By the way, Eugene Robinson suggests that a bold jobs program would boost Obama’s reelection prospects, but clearly, based on this news, we do not have to concern ourselves with that anymore 😉 :

Allan Lichtman, the American University professor whose election formula has correctly called every president since Ronald Reagan’s 1984 re-election, has a belated birthday present for Barack Obama: Rest easy, your re-election is in the bag.

“Even if I am being conservative, I don’t see how Obama can lose,” says Lichtman, the brains behind The Keys to the White House.

Lichtman’s prediction helps to explain a quirk in some polling that finds that while Americans disapprove of the president, they still think he will win re-election.

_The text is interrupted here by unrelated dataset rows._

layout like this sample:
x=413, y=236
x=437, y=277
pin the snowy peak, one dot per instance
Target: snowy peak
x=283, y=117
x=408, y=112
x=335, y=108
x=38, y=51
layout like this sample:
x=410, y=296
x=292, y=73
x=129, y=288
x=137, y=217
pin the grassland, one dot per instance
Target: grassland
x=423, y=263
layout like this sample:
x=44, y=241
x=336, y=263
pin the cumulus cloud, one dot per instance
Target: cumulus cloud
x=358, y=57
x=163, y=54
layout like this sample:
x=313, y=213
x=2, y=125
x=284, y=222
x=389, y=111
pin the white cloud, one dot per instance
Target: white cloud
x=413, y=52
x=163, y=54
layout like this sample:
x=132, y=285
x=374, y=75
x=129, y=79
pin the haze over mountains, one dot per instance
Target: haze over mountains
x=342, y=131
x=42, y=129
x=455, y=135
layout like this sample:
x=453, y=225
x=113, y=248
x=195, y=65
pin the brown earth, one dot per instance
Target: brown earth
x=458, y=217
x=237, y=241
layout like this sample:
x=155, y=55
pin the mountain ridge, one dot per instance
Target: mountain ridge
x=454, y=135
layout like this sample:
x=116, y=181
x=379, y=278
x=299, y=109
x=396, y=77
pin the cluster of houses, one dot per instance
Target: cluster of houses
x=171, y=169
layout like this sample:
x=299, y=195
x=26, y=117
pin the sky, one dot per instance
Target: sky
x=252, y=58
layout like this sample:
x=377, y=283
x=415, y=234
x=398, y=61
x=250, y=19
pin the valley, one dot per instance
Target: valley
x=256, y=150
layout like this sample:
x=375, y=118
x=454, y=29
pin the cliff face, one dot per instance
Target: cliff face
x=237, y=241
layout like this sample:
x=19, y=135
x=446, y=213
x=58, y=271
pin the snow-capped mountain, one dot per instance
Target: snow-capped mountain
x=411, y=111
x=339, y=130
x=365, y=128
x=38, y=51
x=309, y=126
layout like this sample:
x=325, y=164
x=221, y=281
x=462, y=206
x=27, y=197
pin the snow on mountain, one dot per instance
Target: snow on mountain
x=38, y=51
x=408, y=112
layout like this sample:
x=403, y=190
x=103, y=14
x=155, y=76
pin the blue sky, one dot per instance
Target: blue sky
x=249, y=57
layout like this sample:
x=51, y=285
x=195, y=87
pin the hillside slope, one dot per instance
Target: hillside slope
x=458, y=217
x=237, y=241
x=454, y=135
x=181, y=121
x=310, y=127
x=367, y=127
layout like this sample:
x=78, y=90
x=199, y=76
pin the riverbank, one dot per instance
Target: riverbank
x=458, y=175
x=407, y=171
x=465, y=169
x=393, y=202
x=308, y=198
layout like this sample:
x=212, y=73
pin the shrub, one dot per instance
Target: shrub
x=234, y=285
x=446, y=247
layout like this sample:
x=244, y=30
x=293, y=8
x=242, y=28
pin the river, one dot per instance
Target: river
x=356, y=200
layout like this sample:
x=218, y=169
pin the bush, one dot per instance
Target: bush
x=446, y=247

Professor Lichtman has 13 keys that he looks at to predict the elections. Obama wins 9 and loses 3 and has a draw on the other key.

As they say, prediction is very difficult, especially about the future so I will take Professor Lichtman’s prediction with a grain of salt but will use it to feel better about our prospects in 2012.

It is more difficult to get pumped up for an uphill battle and overconfidence is never good but a little good news can help keep our spirits up for the long slog. Let’s give Professor Lichtman another win in his impressive string.

Have a great day and fist bumps to those who need them (or want them)!



  1. I am not ready to give up on helping people now just to position ourselves for the future. We can’t sit on our hands for 16 months while there is so much pain.

    Go to Winning Progressive’s web site for more information about how you can contact your congressmen and write letters to the editor. We can change the world when we work together.

  2. Hi Jan, Good luck on the new site. looks great.

    • Thanks, sjterrid. These free sites are really easy to set up and use … perfect for personal blogging.

      Hope you are staying high and dry in New Jersey.

  3. We were lucky we only had a little bit of water in the basement, and never lost power. There has been a lot of damage in the state because of flooding. A lot of the creeks and rivers in parts of the state had overflown their banks. Governor Cristie requested emergency assistance. President Obama is supposed to be in New Jersey this weekend.